One day student Vasya was sitting on a lecture and mentioned a string s1s2... sn, consisting of letters "a", "b" and "c" that was written on his desk. As the lecture was boring, Vasya decided to complete the picture by composing a graph G with the following properties:
- G has exactly n vertices, numbered from 1 to n.
- For all pairs of vertices i and j, where i ≠ j, there is an edge connecting them if and only if characters si and sj are either equal or neighbouring in the alphabet. That is, letters in pairs "a"-"b" and "b"-"c" are neighbouring, while letters "a"-"c" are not.
Vasya painted the resulting graph near the string and then erased the string. Next day Vasya's friend Petya came to a lecture and found some graph at his desk. He had heard of Vasya's adventure and now he wants to find out whether it could be the original graph G, painted by Vasya. In order to verify this, Petya needs to know whether there exists a string s, such that if Vasya used this s he would produce the given graph G.
The first line of the input contains two integers n and m — the number of vertices and edges in the graph found by Petya, respectively.
Each of the next m lines contains two integers ui and vi (1 ≤ ui, vi ≤ n, ui ≠ vi) — the edges of the graph G. It is guaranteed, that there are no multiple edges, that is any pair of vertexes appear in this list no more than once.
In the first line print "Yes" (without the quotes), if the string s Petya is interested in really exists and "No" (without the quotes) otherwise.
If the string s exists, then print it on the second line of the output. The length of s must be exactly n, it must consist of only letters "a", "b" and "c" only, and the graph built using this string must coincide with G. If there are multiple possible answers, you may print any of them.
2 1 1 2
Yes aa
4 3 1 2 1 3 1 4
No
Note
In the first sample you are given a graph made of two vertices with an edge between them.
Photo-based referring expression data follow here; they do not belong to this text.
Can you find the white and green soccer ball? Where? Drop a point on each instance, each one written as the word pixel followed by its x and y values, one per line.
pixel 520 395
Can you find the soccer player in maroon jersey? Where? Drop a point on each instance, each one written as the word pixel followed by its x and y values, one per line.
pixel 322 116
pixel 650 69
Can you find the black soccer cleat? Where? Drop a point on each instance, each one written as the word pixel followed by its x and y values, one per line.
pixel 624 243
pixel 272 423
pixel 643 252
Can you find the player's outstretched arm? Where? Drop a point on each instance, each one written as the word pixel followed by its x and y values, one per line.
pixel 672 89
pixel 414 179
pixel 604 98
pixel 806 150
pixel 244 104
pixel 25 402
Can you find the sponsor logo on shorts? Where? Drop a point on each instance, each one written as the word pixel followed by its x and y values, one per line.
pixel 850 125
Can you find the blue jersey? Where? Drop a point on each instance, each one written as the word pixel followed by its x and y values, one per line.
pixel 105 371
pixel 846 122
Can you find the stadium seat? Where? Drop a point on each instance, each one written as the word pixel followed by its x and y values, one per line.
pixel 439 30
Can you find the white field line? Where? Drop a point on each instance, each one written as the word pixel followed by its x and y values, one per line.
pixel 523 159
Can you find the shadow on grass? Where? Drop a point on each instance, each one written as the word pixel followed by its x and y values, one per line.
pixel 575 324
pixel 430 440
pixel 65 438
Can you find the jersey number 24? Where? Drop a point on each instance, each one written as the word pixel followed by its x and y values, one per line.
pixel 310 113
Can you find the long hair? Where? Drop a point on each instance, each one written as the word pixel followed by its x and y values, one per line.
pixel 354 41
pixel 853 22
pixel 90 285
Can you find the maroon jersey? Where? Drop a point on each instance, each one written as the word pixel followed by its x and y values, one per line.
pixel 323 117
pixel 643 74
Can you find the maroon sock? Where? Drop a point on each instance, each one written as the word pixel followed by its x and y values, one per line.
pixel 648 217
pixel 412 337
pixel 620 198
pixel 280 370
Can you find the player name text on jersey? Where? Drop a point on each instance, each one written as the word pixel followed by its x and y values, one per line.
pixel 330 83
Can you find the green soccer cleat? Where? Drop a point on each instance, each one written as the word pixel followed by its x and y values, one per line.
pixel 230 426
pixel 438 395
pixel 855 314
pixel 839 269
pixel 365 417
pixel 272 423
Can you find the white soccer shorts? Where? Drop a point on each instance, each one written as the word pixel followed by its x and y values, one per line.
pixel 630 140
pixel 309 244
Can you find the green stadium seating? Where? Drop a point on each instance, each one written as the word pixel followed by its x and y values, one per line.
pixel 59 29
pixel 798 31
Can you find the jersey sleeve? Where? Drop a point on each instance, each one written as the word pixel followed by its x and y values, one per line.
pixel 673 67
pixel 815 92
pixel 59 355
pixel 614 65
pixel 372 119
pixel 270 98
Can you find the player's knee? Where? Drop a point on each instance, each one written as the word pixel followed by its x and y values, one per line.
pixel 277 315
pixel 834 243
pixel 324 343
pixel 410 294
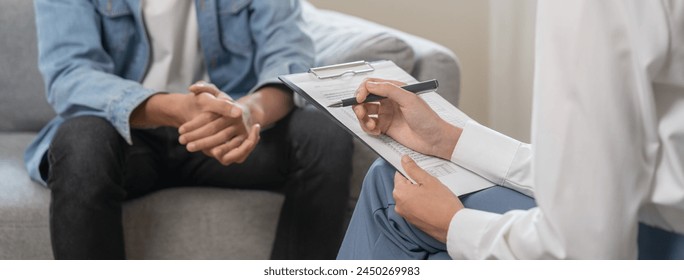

So, these vertices can correspond to both the same and adjacent letters. Any of the following strings "aa", "ab", "ba", "bb", "bc", "cb", "cc" meets the graph's conditions.
In the second sample the first vertex is connected to all three other vertices, but these three vertices are not connected with each other. That means that they must correspond to distinct letters that are not adjacent, but that is impossible as there are only two such letters: a and c.
#include<bits/stdc++.h>
using namespace std;
int n,m;
int color[5010];//染色的顏色,-1爲初始值,0 1爲染色的顏色
int a[5010][5010];//鄰接矩陣存圖
vector <int> G[5010];//vector模擬鄰接表,存儲補圖
bool is_ac[5010];//判斷這個點是否爲B
bool colored[5010];//代表這個點是否拓展過了(是否從這個點出發前往它的相鄰點了)
bool ans=true;//初始化可以成功
void paint(int i,int x)//將節點i染成x顏色
{
if((color[i]!=-1)&&(color[i]!=x))//如果i已經有了顏色,而且不是x
{
ans=false;//肯定失敗
}
color[i]=x;
if(colored[i]==true)
return ;//如果已經拓展過不用重複拓展
colored[i]=true;//設置已經拓展的tag
for(auto j:G[i])
paint(j,1-x);//dfs
}
int main(void)
{
int u,v;
cin>>n>>m;
memset(color,-1,sizeof(color));//顏色全部初始化
memset(a,-1,sizeof(a));
memset(is_ac,0,sizeof(is_ac));//都初始化爲是B
memset(colored,0,sizeof(colored));
for(int i=0;i<m;i++)
{
scanf("%d%d",&u,&v);
a[u][v]=a[v][u]=1;
}
for(int i=1;i<=n;i++)
{
for(int j=1;j<=n;j++)
{
if(i==j)
continue;
if(a[i][j]==-1)//求補圖
{
G[i].push_back(j);
is_ac[i]=is_ac[j]=true;//這些點不會是B,是a或者C
}
}
}
for(int i=1;i<=n;i++)//對所有連通域進行染色
{
if(is_ac[i]==false)//是B的話直接不用考慮
continue;
int temp_color=color[i];
if(temp_color==-1)//要是這個點的顏色還是初始的-1的話
temp_color=0;
if(colored[i]==false)//如果這個點還沒有拓展過/處於不同的連通域
paint(i,temp_color);
}
if(ans)//如果染色完畢,答案爲true
{
for(int i=1;i<=n;i++)
for(int j=1;j<=n;j++)
{
if((a[i][j]==1)&&(color[i]+color[j]==1))//對第一個條件檢查
ans=false;
}
}
if(ans)
cout<<"Yes"<<endl;
else
cout<<"No"<<endl;
if(ans)
{
for(int i=1;i<=n;i++)
{
if(is_ac[i]==false)
cout<<"b";
else if(color[i])
cout<<"a";
else
cout<<"c";
}
}
return 0;
}
因爲沒有對第一個條件檢查,我wa了很久,現在反思應該是邏輯推理問題,下次思考問題要更加註重邏輯。